OC.01.4 PREDICTIVE VALUE OF PRE-OPERATIVE STAGING AND GRADING IN PANCREATIC NEUROENDOCRINE NEOPLASMS

2014 
Background and aim: Pancreatic NeuroEndocrine Tumors (P-NETs) are a heterogeneous group of neoplasms with highly variable clinical behavior.In the attempt to assess a better prognostic description, the European Neuroendocrine Tumors Society (ENETS) proposed a new grading and TNM-based staging system. Aims of this study were to compare pre-operative and postoperative Staging and Grading in P-NETs and their prognostic significance; to determine if a new cut-off value of Ki-67 proliferative index for P-NETs Grading can improve the accuracy of prognostic stratification. Material and methods: Our retrospective study is composed of 285 patients with P-NETs observed at San Raffaele Scientific Institute from 1988 to 2012. Out of these, 90 and 42, respectively, were classified according to a new presurgical classification, composed of pre-operative Staging (CT, MRI, EUS) and Grading (EUS-guided FNA and cytological Ki-67 evaluation).Comparison between pre and post-operative models (Pre-Stage vs.
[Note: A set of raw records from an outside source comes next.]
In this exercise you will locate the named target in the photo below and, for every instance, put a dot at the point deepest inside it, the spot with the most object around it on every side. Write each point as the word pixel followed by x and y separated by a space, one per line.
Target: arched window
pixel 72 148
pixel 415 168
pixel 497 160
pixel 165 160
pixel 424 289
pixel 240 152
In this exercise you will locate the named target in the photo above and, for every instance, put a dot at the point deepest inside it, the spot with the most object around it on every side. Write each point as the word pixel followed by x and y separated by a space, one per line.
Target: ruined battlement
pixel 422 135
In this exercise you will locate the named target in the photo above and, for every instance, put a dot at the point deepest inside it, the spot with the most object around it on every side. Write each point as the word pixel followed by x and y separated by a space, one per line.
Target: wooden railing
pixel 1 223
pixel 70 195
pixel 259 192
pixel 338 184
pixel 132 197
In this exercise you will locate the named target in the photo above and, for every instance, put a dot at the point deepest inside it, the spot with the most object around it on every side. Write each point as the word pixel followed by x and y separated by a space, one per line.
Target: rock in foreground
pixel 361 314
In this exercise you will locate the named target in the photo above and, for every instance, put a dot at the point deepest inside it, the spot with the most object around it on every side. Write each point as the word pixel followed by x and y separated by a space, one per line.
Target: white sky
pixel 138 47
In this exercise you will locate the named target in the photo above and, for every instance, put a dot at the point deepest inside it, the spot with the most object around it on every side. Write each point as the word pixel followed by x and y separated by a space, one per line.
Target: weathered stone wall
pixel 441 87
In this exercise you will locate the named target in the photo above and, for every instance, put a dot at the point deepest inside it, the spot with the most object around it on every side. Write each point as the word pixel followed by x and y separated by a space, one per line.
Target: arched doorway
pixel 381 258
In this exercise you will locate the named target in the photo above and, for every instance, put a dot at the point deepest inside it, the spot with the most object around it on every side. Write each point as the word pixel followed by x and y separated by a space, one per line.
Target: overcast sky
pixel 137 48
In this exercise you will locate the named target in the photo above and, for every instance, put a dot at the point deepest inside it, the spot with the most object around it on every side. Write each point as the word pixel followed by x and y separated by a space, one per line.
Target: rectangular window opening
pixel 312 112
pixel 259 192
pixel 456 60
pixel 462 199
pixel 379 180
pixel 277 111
Stage e Pre-Grade vs. Grade) was possible for 88 and 33 neoplasms, respectively. Ki-67 proliferative index was evaluated through immunocytochemical (Pre-Grade) and immunohistochemical (Grade) analyses. Agreement between pre-operative and post-operative models was performed through k-statistics (Cohen). A p-value <0.05 was considered significant. Results: Among all pre-operative and post-operative models, Pre-Grade shows the highest Harrell’s C (0.97), resulting the best tool for a proper prognostic stratification. When comparing pre-operative and post-operative models, percent agreement between Pre-Stage and Stage was good (83%, k=0.74), otherwise agreement between Pre-Grade and Grade was moderate (70%, k=0.42), when used a 2% cut-off for Grade 1 tumor definition; contrarily, when used a 5% cut-off, Pre-Grade and Grade showed a good agreement (88%, k=0.66). The definition of a new 5% cut-off for cytological and histological Ki-67 index improved the accuracy of patients’ prognostic stratification, being not significant the difference between patients’ 10-year survival for Ki-67 levels within 5% (93.75% vs. 90%). Conclusions: The new proposed pre-surgical classification, based on PreStage and Pre-Grade, is comparable to post-surgical models. This system shows a good agreement with post-surgical one, being efficient in pre-surgical disease’s biology evaluation.